James bu sefer içini çekti, "Şimdi ne yaptı?" Kimden bahsettikleri konusunda ikisinin de aklında hiçbir şüphe yoktu ve James, Remus'a yaptıklarından dolayı Sirius'u yumruklamak için karşı konulmaz bir dürtüye sahipti. Belki bu ona bir anlam verirdi.
"Marlene McKinnon ile çıkıyor," dedi Remus, bundan rahatsız olmamış gibi davranmaya çalışarak, ama James daha iyisini biliyordu.
"Hufflepuff'ı kastediyorsun..."
"...İlk yıldan beri ona karşı ezici ve saplantılı bir aşk mı yaşadınız?" Remus'u bitirdi. "Evet, bu o." Remus arkadaşının yüzündeki neredeyse öldürücü ifadeyi fark etti ve "Yapma James, buna değmez" dedi.
"Evet, öyle," diye tartıştı James, "gözleri olan herkes incindiğini görebilir, yani Sirius Black olarak adlandırılmayan herhangi biri. Bak, Moony, seni incitmek istemediğini biliyorum, kafası karışmış. İkiniz öpüşene kadar heteroseksüel olduğunu düşünüyordu, ama bu onun için yepyeni bir kapı açtı, korkmuş ve kafası karışmış durumda ve her şeyi halletmenin tek yolunun ona sahip olacak herhangi bir kızla yatmak olduğunu düşünüyor. "
"Ve sana bunu söyledi mi?" diye sordu Remus şüpheyle tek kaşını kaldırarak.
"Hayır, ama çok açık."
"Nasıl yani?" Remus hala ikna olmamıştı.
"Çünkü gerçekten heteroseksüel olsaydı, senin ciddi bir Dragon Pox vakası olduğun gibi senden kaçmazdı, etrafta yatıp, kesinlikle Marlene McKinnon'la çıkıyor olmazdı."
"Sanırım haklısın." Remus hafifçe sırıttı ve atmosferi biraz hafifletmeye çalışarak "Bir kez olsun" dedi. Sadece her şeyin normale dönmesini istiyordu.
"Merhaba!" James itiraz etti, alaycı gücendi. "Her zaman haklı olduğumu bilmeni sağlayacağım!"

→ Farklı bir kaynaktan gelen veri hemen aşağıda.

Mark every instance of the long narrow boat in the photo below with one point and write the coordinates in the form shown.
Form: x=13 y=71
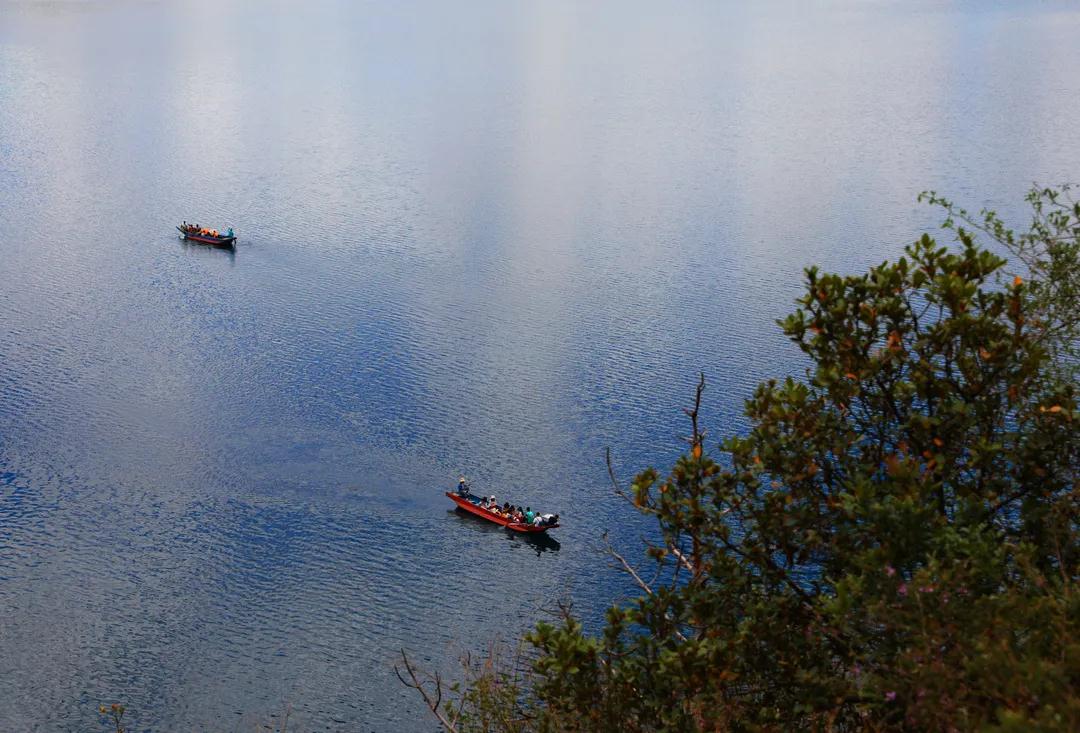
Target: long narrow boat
x=206 y=235
x=471 y=504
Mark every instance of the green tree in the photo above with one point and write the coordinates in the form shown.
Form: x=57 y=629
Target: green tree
x=893 y=545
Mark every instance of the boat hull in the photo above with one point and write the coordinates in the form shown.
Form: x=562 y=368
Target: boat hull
x=207 y=239
x=463 y=503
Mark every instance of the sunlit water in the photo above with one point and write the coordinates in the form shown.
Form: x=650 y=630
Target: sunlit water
x=493 y=238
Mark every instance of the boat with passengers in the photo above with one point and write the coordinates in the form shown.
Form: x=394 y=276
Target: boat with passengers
x=197 y=233
x=486 y=508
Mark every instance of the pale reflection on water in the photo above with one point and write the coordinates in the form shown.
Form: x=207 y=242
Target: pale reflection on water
x=490 y=238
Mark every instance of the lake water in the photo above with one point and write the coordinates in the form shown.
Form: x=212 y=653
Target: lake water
x=491 y=238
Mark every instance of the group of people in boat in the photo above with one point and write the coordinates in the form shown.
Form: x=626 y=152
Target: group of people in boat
x=508 y=511
x=196 y=229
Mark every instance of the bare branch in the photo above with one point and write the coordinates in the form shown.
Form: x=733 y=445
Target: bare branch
x=415 y=682
x=626 y=567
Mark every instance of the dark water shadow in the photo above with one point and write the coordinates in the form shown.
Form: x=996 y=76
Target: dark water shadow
x=197 y=249
x=538 y=543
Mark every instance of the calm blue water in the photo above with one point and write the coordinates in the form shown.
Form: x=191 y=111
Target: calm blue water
x=490 y=238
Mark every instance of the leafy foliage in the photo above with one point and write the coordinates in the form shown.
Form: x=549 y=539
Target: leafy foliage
x=893 y=545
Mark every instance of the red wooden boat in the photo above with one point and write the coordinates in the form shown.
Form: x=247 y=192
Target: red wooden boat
x=197 y=233
x=471 y=504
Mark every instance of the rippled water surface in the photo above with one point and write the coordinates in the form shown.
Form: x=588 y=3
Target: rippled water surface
x=493 y=238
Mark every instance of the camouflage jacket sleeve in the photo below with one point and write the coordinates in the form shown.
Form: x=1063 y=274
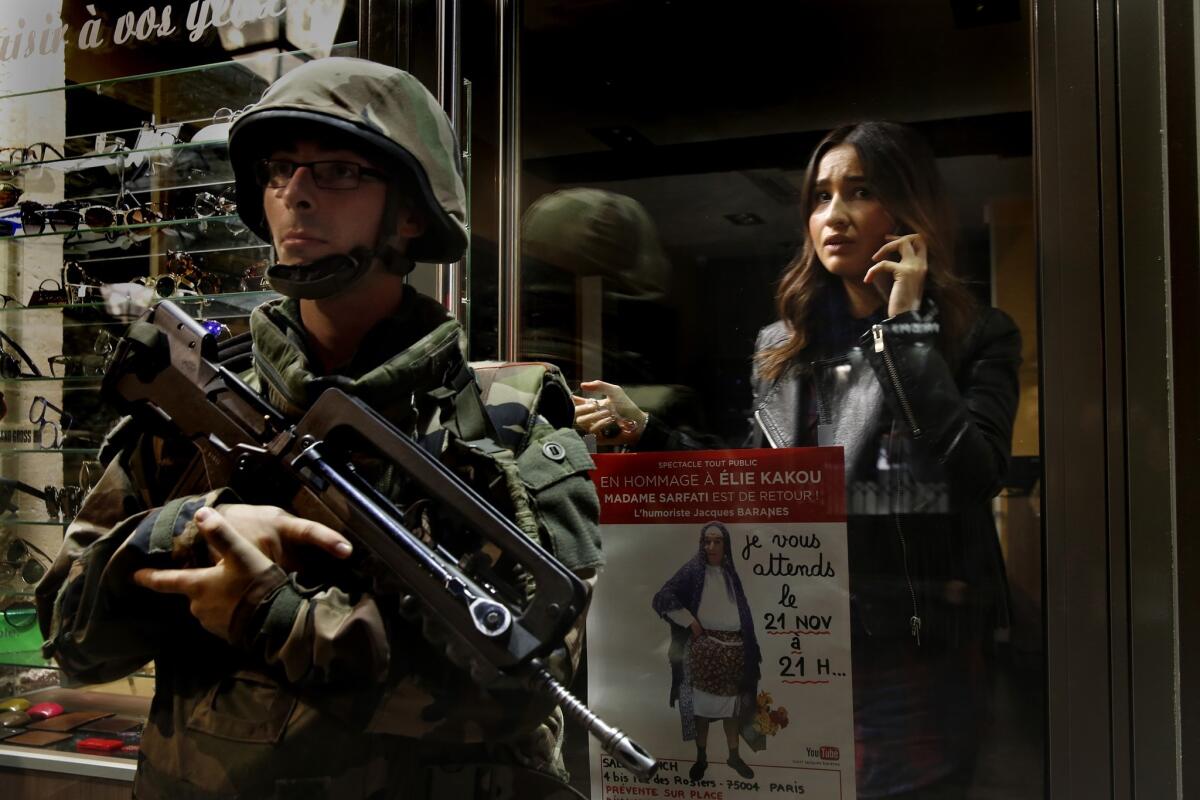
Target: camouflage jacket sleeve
x=96 y=624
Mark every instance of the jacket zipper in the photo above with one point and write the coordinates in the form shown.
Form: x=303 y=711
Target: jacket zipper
x=877 y=334
x=915 y=620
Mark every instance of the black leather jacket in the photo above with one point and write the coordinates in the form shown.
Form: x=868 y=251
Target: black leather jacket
x=927 y=447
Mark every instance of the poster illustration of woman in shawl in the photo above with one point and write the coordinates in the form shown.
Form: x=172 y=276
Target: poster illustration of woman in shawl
x=714 y=654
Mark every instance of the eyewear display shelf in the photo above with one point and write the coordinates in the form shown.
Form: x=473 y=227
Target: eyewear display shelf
x=130 y=203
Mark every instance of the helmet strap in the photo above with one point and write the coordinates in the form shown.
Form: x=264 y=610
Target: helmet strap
x=331 y=275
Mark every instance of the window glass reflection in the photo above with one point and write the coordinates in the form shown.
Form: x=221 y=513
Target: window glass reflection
x=667 y=210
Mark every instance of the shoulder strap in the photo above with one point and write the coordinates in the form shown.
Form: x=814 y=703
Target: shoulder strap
x=461 y=407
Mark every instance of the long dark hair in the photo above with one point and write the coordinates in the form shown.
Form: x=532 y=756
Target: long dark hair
x=899 y=167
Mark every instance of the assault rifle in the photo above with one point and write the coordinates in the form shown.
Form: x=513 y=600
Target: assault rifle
x=166 y=372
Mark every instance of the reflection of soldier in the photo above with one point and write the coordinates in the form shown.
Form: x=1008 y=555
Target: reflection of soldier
x=571 y=236
x=714 y=653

"Öyle diyorsan Çatalak," Remus gülümsedi. Ve o tek gülümsemeyle James her şeyin yoluna gireceğini biliyordu. Sonuçta.
ŞİMDİ OKUDUĞUN
Doğruluk mu? Cesaret mi? | Wolfstar
FanfictionBasit bir Doğruluk mu Cesaret mi oyunu Sirius'a girmeye korktuğu yeni bir kapı açar. Bu hikaye AO3'den AKindofMagic93 hesabının yazısının çevirisidir, haklar ona aittir ancak çeviri hakkı bana aittir.